Dengan demikian kita bisa membedakan tiga boru Manurung yang dinikahi oleh keturunan Raja Silahisabungan, yakni (a) Pinta Haomasan dan Tambun Raja (anak dari Silahisabungan), (b) Pinta Omas dan Sinabutar Raja Parmahan (anak Si Raja Bungabunga gelar Raja Parmahan), dan (c) Tapian dan Raja Sinurat (anak dari Sinabutar Raja Parmahan). Ketiganya adalah boru Manurung dari keturunan Raja Mangarerak, teman sekaligus mertua dari Silahisabungan.

Asal Muasal (Bonapasogit)

patota

Melacak bonapasogit Raja Sinurat bukan perkara mudah. Sejak awal sebagian marga Sinurat percaya bahwa bonapasogit Raja Sinurat adalah Sibisa, namun sebagian lagi menyebut Samosir, Lumban Pea, dan yang lain menyebut beberapa tempat lain yang diyakini sebagai bonapasogit Sinurat. Dalam menelusuri bonapasogit Raja Sinurat penulis buku Sejarah dan Tarombo Sinurat, Lusius Sinurat melakukan pendekatan/metode penelitian sejarah melalui teknik pengumpulan data dan evaluasi data secara sistematis untuk menggambarkan, menjelaskan, dan memahami peristiwa yang terjadi di masa lalu. Dengan metode penelitian ini Lusius Sinurat menguji kebenaran tentang sosok Sinurat, masa kecilnya, bonapasogit-nya, istri dan keturunannya, bahkan peristiwa tertentu yang menyisakan pesan tertentu terkait dengan Sinurat di masa lau. Selanjutnya penulis berupaya menghindari ketidakterkaitan antar-peristiwa dalam sejarah Sinurat. Sejalan dengan hal itu penulis juga hendak memastikan sejarah Sinurat ini berkaitan dengan keberadaan marga Sinurat saat ini.
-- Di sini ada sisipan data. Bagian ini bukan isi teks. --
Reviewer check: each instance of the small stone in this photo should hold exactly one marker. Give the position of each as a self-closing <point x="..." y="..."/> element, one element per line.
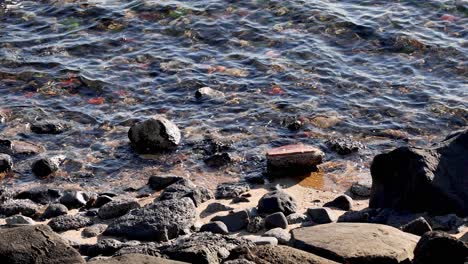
<point x="342" y="202"/>
<point x="321" y="215"/>
<point x="216" y="227"/>
<point x="276" y="220"/>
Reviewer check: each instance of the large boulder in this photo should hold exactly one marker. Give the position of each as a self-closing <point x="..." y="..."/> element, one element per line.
<point x="154" y="135"/>
<point x="158" y="221"/>
<point x="423" y="180"/>
<point x="356" y="243"/>
<point x="35" y="244"/>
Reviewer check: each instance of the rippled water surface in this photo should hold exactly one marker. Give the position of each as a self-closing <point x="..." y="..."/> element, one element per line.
<point x="384" y="73"/>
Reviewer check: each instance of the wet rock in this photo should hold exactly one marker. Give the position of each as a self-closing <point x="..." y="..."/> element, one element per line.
<point x="154" y="135"/>
<point x="54" y="210"/>
<point x="158" y="221"/>
<point x="23" y="207"/>
<point x="186" y="188"/>
<point x="439" y="247"/>
<point x="216" y="227"/>
<point x="219" y="160"/>
<point x="349" y="243"/>
<point x="276" y="220"/>
<point x="256" y="224"/>
<point x="69" y="222"/>
<point x="293" y="159"/>
<point x="235" y="220"/>
<point x="117" y="208"/>
<point x="6" y="163"/>
<point x="277" y="201"/>
<point x="423" y="180"/>
<point x="342" y="202"/>
<point x="159" y="182"/>
<point x="35" y="244"/>
<point x="49" y="127"/>
<point x="231" y="190"/>
<point x="94" y="230"/>
<point x="41" y="195"/>
<point x="204" y="248"/>
<point x="321" y="215"/>
<point x="19" y="220"/>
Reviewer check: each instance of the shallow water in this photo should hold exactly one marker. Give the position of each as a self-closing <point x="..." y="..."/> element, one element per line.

Di bawah ini penulis bentangkan analisa data yang kami peroleh dari lapangan dan berbagai pustaka tentang bonapasogit Raja Sinurat. Sebagaimana telah disinggung di atas ada tiga lokasi (huta) yang paling sering disebut sebagai bonapasogit Raja Sinurat, yakni Sibisa, Simarbane dan Harangan Parik. Penulis menggunakan empat tahapan penulisan sejarah dalam menganalisa ketiga tempat (huta / kampung / desa) tersebut. Proses pengumpulan informasi atau pengumpulan sumber untuk penelitian sejarah yang dilakukan (Heruristik). Kami telah turun ke lapangan, mendatangi ketiga lokasi di atas dan mewawancarai pinompar Sinurat, tokoh dan pemerhati Sinurat, masyarakat setempat, dll (sumber primer), ditambah pengumpulan informasi secara tidak langsung melalui media kabar, buku, jurnal atau majalah (sumber sekunder).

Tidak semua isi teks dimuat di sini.